Echevarria survived but spent months in hospital. At trial, Lucy’s defence team – hired at great expense by the bar owner – turned her into a victim. Echevarria, they maintained, was far from the mellow, pot-smoking hippie he portrayed. The man ruled Alto Paraíso like a feudal lord. Over time, his narcissism developed into a god complex. Initially, Lucy fell under his spell. When the mask slipped, she did the only sensible thing and fled. It wasEchevarria, months later, who initiated the violence. Lucy was simply defending herself.

No matter that none of the commune residents corroborated her story. In the witness box, Lucy seduced the entire court. The jury cleared her of attempted murder. Although she was convicted on lesser assault charges, the judge – to the astonishment of law enforcement and local media – suspended her sentence. Lucy returned home with the bar owner who’d paid her legal fees. Two days later, she boarded a bus with Billie and wasn’t seen again.

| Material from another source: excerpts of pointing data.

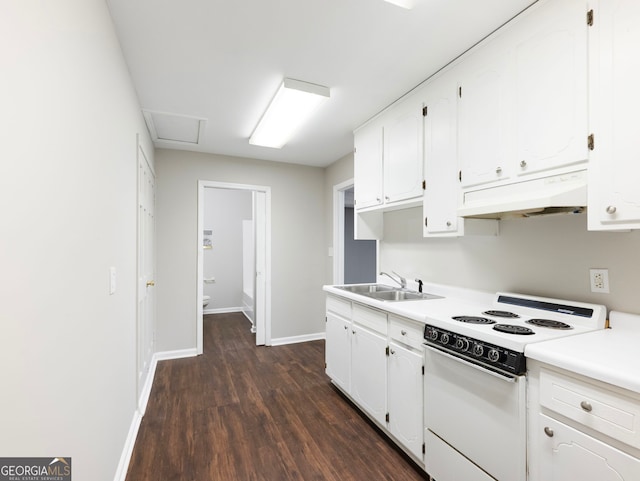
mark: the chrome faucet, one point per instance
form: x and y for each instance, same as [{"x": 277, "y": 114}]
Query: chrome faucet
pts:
[{"x": 401, "y": 280}]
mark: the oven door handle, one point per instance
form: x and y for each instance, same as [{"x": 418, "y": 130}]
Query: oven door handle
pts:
[{"x": 504, "y": 377}]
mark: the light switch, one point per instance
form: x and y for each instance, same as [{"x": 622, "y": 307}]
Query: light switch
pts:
[{"x": 112, "y": 280}]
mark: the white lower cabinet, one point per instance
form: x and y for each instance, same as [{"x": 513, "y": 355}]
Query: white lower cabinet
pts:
[
  {"x": 568, "y": 454},
  {"x": 405, "y": 397},
  {"x": 376, "y": 359},
  {"x": 338, "y": 350},
  {"x": 581, "y": 429},
  {"x": 369, "y": 371}
]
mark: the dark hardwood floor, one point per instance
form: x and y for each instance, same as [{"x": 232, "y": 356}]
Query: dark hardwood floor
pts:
[{"x": 241, "y": 412}]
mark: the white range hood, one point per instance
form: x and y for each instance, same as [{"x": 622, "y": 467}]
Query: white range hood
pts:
[{"x": 563, "y": 193}]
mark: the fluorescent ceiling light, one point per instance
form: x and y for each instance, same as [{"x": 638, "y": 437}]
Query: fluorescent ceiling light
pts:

Overall, de Santos paints an unflattering picture: Lucy as a ruthless manipulator who used Billie to cast herself as a maiden in distress – a woman who started small but achieved greater affluence with each new conquest, leaving in her wake a trail of destruction and heartbreak.

Listening to de Santos talk, Abraham detects more than a whiff of misogyny, but the facts are clear enough: Lucy Locke has a criminal conviction for violence with a deadly weapon.